I think there is some confusion. I am working with ERC721 contracts, they are transfers of NFTs.

It is not about this function:

function transferFrom(address from, address to, uint256 value) public virtual returns (bool) {
        address spender = _msgSender();
        _spendAllowance(from, spender, value);
        _transfer(from, to, value);
        return true;
    }

Otherwise from safeTransferFrom, which only exists in ERC721, and is not present in ERC20:

nterface IERC20:

totalSupply(), balanceOf(account), transfer(to, value), allowance(owner, spender), approve(spender, value), transferFrom(from, to, value).

Whereby, in order to perform a token ERC20 transfer, it is necessary to approve the submission and then execute the transfer after.

The main function is this one, which validates the NFT property before performing the transfer, and which has public visibility:

 function safeTransferFrom(address from, address to, uint256 tokenId, bytes memory data) public virtual {
        transferFrom(from, to, tokenId);
        _checkOnERC721Received(from, to, tokenId, data);
    }

Therefore I think you are wrong when you state that:
"
This function is part of an internal contract mechanism that allows such a contract to execute transferFrom securely on an ERC20 token contract that does not meet the ERC20 standard."

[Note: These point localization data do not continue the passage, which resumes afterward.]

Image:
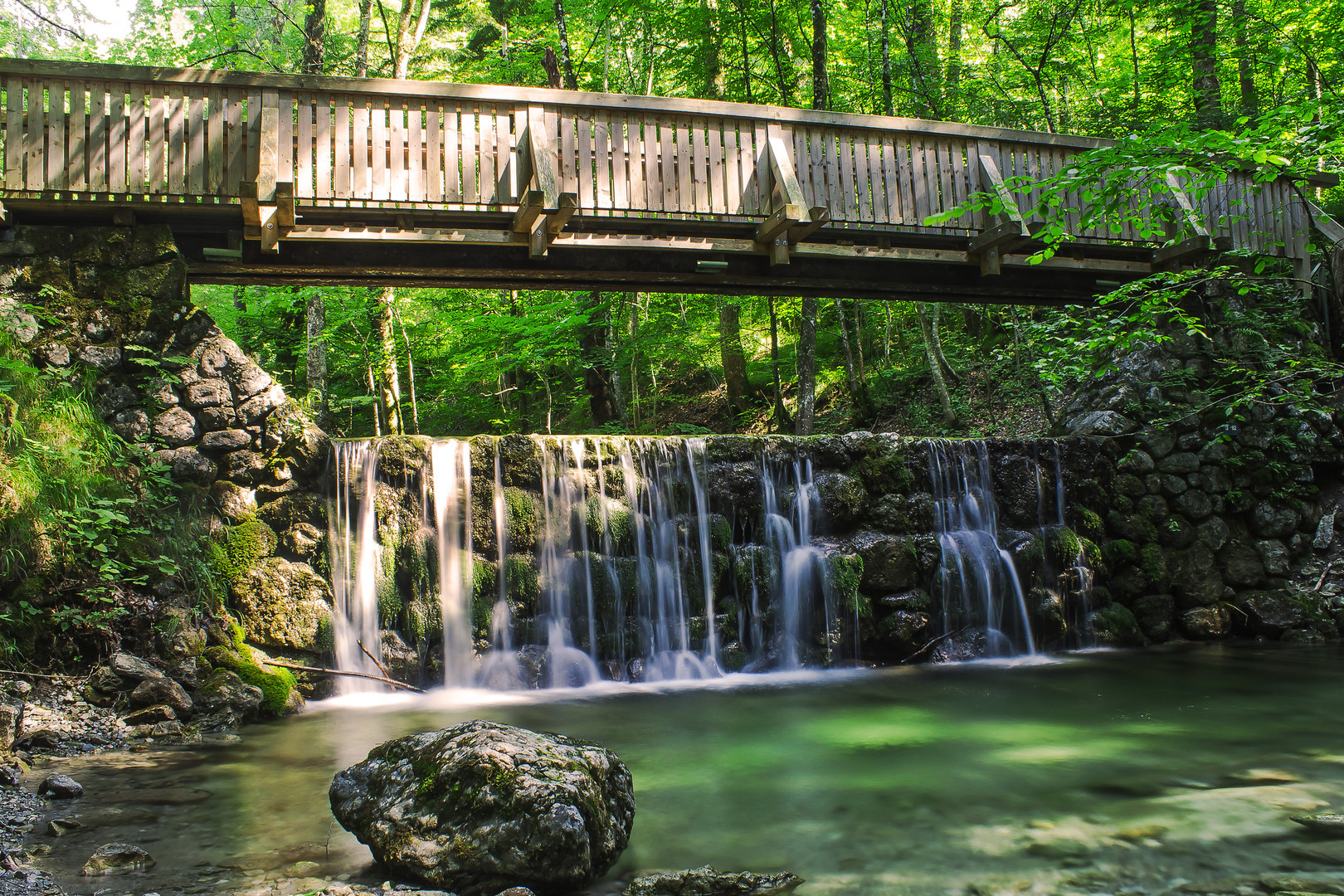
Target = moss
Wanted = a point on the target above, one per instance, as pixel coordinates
(1152, 561)
(1120, 553)
(242, 548)
(1090, 525)
(845, 571)
(275, 685)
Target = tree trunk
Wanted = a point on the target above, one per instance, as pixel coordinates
(782, 412)
(806, 367)
(385, 362)
(821, 78)
(886, 63)
(1244, 67)
(934, 367)
(1203, 43)
(318, 360)
(734, 360)
(566, 58)
(596, 363)
(366, 14)
(314, 38)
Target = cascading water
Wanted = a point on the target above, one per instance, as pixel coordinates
(357, 562)
(981, 594)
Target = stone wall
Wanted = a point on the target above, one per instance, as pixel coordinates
(110, 305)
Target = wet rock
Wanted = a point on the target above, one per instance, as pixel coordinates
(483, 806)
(1207, 624)
(1327, 824)
(117, 859)
(162, 691)
(706, 881)
(61, 787)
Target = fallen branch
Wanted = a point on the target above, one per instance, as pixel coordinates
(342, 672)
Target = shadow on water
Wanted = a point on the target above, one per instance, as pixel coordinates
(1094, 772)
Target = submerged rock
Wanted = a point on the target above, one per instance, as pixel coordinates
(117, 859)
(706, 881)
(481, 806)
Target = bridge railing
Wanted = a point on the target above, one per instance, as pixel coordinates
(91, 132)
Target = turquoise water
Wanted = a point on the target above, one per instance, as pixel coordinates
(1096, 772)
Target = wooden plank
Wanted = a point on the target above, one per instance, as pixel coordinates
(652, 164)
(304, 112)
(585, 162)
(323, 148)
(620, 163)
(234, 163)
(667, 168)
(117, 139)
(732, 168)
(381, 188)
(56, 136)
(435, 152)
(746, 153)
(177, 141)
(216, 143)
(156, 160)
(470, 151)
(35, 173)
(485, 134)
(718, 186)
(99, 137)
(397, 152)
(195, 112)
(602, 155)
(700, 165)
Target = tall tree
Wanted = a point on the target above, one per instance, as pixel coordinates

It is a public function to send NFTs between users.
And I know of no other way to send an NFT from a dApp by a user to another.

The security is that if you don't delegate ownership of the NFT you will have to sign the send order. The user must put the address and sign the transaction as this cannot be done automatically, with the exception of NFTs marketplace intermediary contracts, who are the ones sending the NFTs, either because they are the temporary owners of the crypto assets or have delegated ownership for such uses.

My comments throughout this thread are with respect to ERC20.
So they are possibly wrong with respect to ERC721.